TITLE: Distributionally Robust Stochastic Optimization with Wasserstein Distance

Abstract

Optimization under uncertainty is often formulated as a stochastic optimization problem. In many settings, a "true" probability distribution may not be known, or the notion of a true distribution may not even be applicable. In this talk, we consider an approach, called distributionally robust stochastic optimization (DRSO), in which one hedges against all probability distributions that are within a chosen Wasserstein distance from a nominal distribution, for example an empirical distribution. Comparing to the popular phi-divergences, Wasserstein distance yields more reasonable worst-case distributions. We derive a dual reformulation of the corresponding DRSO problem and construct the worst-case distribution explicitly via the first-order optimality condition of the dual problem.

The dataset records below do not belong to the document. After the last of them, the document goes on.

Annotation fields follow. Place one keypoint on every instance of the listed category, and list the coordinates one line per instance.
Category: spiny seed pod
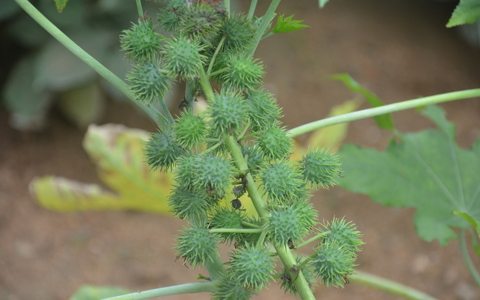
(320, 168)
(192, 205)
(252, 266)
(332, 263)
(254, 157)
(223, 217)
(171, 17)
(263, 109)
(228, 112)
(291, 224)
(185, 175)
(182, 57)
(243, 73)
(161, 151)
(189, 130)
(213, 172)
(281, 182)
(201, 22)
(287, 282)
(343, 233)
(275, 144)
(196, 245)
(249, 238)
(229, 288)
(238, 32)
(148, 82)
(141, 42)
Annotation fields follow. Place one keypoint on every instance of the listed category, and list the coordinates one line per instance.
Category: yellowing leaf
(117, 152)
(332, 136)
(329, 137)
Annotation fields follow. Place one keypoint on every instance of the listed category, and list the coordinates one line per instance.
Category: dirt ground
(398, 49)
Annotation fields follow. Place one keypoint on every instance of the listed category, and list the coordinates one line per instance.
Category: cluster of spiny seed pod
(205, 46)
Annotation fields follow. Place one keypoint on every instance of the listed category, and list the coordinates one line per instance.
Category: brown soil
(399, 49)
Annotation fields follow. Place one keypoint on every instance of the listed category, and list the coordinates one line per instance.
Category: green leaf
(55, 62)
(475, 224)
(383, 121)
(287, 24)
(117, 152)
(27, 104)
(426, 170)
(466, 12)
(83, 105)
(322, 3)
(89, 292)
(61, 4)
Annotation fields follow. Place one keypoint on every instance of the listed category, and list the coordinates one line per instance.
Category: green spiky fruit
(148, 82)
(281, 182)
(263, 109)
(182, 57)
(291, 224)
(343, 233)
(141, 42)
(229, 288)
(213, 172)
(224, 217)
(320, 168)
(275, 144)
(252, 266)
(188, 204)
(238, 32)
(161, 152)
(185, 172)
(287, 282)
(170, 18)
(196, 245)
(243, 73)
(228, 112)
(189, 130)
(201, 22)
(254, 158)
(333, 263)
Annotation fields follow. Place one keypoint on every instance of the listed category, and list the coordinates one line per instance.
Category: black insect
(291, 245)
(236, 203)
(183, 103)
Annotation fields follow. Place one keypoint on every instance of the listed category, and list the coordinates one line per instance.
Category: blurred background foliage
(36, 71)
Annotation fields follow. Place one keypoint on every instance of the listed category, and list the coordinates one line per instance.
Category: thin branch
(372, 112)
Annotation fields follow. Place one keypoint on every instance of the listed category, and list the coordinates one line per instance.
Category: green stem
(139, 8)
(313, 239)
(391, 287)
(251, 10)
(284, 253)
(218, 72)
(267, 35)
(466, 257)
(215, 267)
(250, 224)
(226, 3)
(212, 61)
(233, 147)
(235, 230)
(262, 28)
(194, 287)
(206, 86)
(372, 112)
(151, 111)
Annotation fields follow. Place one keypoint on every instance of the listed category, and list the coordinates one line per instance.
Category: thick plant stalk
(372, 112)
(194, 287)
(87, 58)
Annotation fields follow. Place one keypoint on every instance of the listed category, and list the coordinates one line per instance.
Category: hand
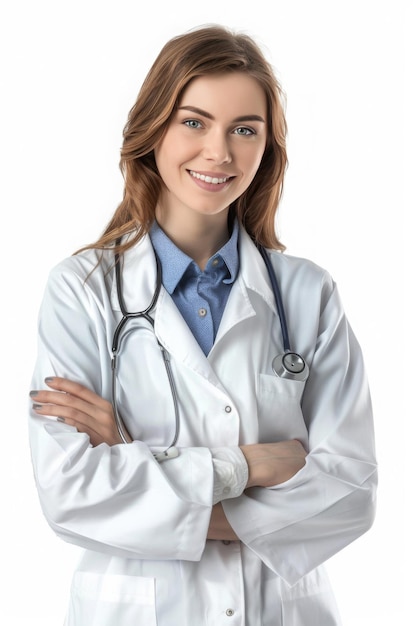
(74, 404)
(270, 464)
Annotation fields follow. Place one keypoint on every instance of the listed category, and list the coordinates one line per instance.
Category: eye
(193, 123)
(244, 131)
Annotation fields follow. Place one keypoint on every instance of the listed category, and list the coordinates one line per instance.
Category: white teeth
(208, 179)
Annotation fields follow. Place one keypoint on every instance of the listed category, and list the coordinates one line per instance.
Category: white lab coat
(143, 524)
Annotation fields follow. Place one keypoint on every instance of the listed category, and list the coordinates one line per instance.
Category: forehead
(234, 94)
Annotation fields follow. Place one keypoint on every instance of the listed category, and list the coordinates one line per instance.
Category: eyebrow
(241, 118)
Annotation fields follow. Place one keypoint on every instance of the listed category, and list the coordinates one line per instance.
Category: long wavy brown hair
(200, 52)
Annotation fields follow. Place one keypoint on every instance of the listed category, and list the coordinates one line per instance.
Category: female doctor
(206, 480)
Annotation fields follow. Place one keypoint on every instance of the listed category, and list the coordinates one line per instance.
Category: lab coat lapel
(138, 277)
(139, 282)
(252, 276)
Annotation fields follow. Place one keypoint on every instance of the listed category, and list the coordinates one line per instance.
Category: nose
(217, 148)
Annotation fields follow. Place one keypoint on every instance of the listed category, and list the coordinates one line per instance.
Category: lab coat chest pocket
(279, 409)
(104, 600)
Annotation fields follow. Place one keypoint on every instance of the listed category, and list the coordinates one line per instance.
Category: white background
(70, 73)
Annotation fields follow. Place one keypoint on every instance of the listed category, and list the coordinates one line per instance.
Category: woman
(204, 487)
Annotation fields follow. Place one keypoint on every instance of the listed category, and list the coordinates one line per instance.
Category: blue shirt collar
(174, 262)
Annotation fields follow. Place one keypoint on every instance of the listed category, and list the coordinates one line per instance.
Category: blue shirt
(200, 296)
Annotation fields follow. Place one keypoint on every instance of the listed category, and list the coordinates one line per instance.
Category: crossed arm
(269, 464)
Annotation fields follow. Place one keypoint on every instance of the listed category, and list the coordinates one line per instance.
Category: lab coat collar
(139, 281)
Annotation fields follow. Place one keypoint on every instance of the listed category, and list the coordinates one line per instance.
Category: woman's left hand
(74, 404)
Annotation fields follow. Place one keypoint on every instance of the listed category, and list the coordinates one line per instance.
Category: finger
(98, 431)
(62, 399)
(74, 389)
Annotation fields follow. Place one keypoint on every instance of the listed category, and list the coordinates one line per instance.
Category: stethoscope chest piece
(290, 365)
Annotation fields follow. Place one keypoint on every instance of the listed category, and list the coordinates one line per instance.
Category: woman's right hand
(271, 464)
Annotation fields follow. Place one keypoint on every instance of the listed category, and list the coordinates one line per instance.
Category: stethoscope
(287, 365)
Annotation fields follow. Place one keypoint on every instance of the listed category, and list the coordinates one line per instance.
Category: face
(213, 145)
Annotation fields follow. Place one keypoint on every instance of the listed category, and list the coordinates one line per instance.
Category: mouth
(212, 180)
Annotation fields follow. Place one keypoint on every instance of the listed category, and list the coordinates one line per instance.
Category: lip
(212, 181)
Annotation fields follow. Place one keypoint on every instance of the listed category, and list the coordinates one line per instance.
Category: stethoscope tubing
(288, 365)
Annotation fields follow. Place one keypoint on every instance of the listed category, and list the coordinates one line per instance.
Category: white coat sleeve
(297, 525)
(114, 499)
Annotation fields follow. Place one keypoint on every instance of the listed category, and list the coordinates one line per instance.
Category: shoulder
(89, 270)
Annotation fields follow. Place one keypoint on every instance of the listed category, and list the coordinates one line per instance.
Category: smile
(209, 179)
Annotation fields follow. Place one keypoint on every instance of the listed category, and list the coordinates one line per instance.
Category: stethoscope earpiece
(290, 365)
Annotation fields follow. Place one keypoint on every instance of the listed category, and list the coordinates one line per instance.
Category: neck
(200, 237)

Our contributions are five-fold. (i) We identify necessary and sufficient conditions for the existence of a worst-case distribution, which are naturally related to the growth rate of the objective function. (ii) We show that the worst-case distributions resulting from an appropriate Wasserstein distance have a concise structure and a clear interpretation. (iii) Using this structure, we show that data-driven DRSO problems can be approximated to any accuracy by robust optimization problems, and thereby many DRSO problems become tractable by using tools from robust optimization. (iv) To the best of our knowledge, our proof of strong duality is the first constructive proof for DRSO problems, and we show that this technique is also useful in other contexts. (v) Our strong duality result holds in a very general setting, and can be applied to infinite dimensional process control problems and worst-case value-at-risk analysis.


This is a joint work with Anton Kleywegt.

Bio

Rui Gao is a 4th  year PhD student in our department, working with Prof. Anton Kleywegt. His current research is focused on data-driven decision-making under uncertainty, arising in the context of revenue management, systems design and machine learning.